When things feel out of control, I clean.
When terrible things happen in this world, when no hope
seems to be found, I clean. When the budget is running bumpy, when I’m not
confident in my parenting, when a child is moving in a questionable direction,
I clean. It’s the one thing I can do to make the exterior appear in order when
everything is spinning out of control slightly underneath the surface.
In elementary school, Maya invited a friend over to play while
the Mom stayed and interviewed me. She inspected my stove top and asked me a
thousand questions about my life, my beliefs and in the end, passing
her rigorous test, she allowed daughter to return unsupervised.

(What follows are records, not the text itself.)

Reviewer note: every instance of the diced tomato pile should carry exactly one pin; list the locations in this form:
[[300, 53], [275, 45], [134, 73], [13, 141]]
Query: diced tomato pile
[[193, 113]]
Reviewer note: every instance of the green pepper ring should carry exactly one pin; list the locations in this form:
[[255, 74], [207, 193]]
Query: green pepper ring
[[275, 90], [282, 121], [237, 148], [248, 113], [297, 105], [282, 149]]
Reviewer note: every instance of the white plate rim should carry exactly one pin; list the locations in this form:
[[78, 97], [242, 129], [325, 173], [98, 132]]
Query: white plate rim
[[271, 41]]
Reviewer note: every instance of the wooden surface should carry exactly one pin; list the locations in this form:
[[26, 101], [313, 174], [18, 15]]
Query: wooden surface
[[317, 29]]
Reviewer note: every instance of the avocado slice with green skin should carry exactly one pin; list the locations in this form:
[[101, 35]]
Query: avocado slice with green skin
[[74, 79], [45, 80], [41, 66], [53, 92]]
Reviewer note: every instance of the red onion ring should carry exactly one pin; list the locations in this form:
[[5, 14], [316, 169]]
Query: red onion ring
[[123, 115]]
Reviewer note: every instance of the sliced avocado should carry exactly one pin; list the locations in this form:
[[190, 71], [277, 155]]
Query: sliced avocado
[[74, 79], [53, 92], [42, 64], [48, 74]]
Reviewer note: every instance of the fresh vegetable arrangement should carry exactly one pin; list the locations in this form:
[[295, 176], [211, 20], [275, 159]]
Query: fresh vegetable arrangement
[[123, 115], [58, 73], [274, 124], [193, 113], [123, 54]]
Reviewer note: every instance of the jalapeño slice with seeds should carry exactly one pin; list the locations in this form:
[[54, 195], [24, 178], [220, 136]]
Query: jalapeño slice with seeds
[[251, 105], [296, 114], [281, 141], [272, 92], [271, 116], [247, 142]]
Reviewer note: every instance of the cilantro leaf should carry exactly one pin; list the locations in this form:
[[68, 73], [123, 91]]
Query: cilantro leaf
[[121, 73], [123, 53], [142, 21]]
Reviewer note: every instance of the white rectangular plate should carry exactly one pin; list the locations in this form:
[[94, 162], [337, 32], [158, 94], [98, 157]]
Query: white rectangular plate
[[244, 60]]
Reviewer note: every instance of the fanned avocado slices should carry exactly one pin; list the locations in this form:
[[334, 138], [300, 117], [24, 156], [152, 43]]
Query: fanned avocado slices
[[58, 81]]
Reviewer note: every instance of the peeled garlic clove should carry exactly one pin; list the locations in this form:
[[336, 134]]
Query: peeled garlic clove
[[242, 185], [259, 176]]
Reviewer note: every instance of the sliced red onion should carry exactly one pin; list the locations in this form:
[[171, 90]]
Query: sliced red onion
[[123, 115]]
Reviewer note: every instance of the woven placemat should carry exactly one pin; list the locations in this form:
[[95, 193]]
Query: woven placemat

That has haunted me for so long Just because
the surface appears safe, who was she to judge my sanity, my safety, my
beliefs? Every time I wipe down my stove top I think of her and grimace.
Ultimately, I am a safe choice for playdates, but if her gauge of safety is a
clean stovetop, I feel mightily afraid for her daughter.

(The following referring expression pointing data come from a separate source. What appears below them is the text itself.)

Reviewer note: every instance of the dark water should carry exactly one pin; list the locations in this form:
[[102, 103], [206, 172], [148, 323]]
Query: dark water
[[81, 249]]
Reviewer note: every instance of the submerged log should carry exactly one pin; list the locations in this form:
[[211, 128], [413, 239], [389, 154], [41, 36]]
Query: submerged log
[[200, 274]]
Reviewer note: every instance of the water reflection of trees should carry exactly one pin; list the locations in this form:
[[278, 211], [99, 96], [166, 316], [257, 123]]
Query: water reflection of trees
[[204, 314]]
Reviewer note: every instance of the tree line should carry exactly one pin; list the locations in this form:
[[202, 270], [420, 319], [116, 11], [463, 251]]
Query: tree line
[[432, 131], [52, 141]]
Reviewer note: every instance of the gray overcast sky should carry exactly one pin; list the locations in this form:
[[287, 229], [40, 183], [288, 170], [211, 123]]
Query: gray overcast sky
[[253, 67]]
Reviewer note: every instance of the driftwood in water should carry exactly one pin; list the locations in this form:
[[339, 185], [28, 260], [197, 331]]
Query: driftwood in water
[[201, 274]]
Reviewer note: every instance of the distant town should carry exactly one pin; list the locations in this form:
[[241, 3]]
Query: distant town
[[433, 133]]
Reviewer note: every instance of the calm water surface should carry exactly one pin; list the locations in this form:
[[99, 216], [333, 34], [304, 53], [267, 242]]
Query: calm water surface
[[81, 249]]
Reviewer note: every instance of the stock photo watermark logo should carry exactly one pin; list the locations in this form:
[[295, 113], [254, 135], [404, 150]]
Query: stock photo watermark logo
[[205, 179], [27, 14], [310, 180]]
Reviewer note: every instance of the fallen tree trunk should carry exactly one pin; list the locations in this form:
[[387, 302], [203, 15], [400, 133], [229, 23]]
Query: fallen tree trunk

When my mom was still at home, undergoing chemo, during the
worst of her days, I’d show up Dyson in hand.
Seriously. Instead of laying with
her, holding her hand, whispering comforting words, I vacuumed and dusted. How did that feel from her perspective? Did she feel offended that I thought
her home was simply not clean enough? Did she simply desire my company? Things I missed while gripping the Dyson.

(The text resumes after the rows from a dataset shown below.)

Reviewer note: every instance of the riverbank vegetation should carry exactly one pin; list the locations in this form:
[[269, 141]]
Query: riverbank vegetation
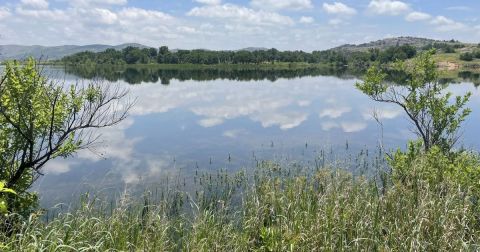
[[133, 55], [422, 198]]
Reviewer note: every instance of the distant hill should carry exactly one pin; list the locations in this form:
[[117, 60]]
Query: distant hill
[[389, 42], [253, 49], [54, 52], [58, 52]]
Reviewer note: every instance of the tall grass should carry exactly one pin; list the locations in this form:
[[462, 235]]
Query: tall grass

I fight a shift in perspective daily, sometimes minute by
minute, to clean simply for joy, heck, to live simply for joy….working as if working for God. Not because He
dictates it, but because He has blessed me with much and I feel it’s the one small way I can show thanks. But He
knows the deeper need, the grime right under the surface. He prompts me to Be Still…chatting like a good, good father, but in this moment,
I’m frantic. For what? The world feels so out of control, the budget isn’t where
I want it, I question my parenting, He
knows. Be still, He says. Listen, He prompts. Step
away from the Dyson and sit with me.
And when I do, He breaks my fragile heart with the straight scoop. I am
loved. I am not defined by how well I clean, how well my kids perform, or even
by the darkness in this world. I am a
light. I have great purpose and if I’m gripping too tightly to the Dyson, my
hands aren’t open for something bigger. Let
it go, He says. I know exactly what this
world needs, but they must let go of the Dyson.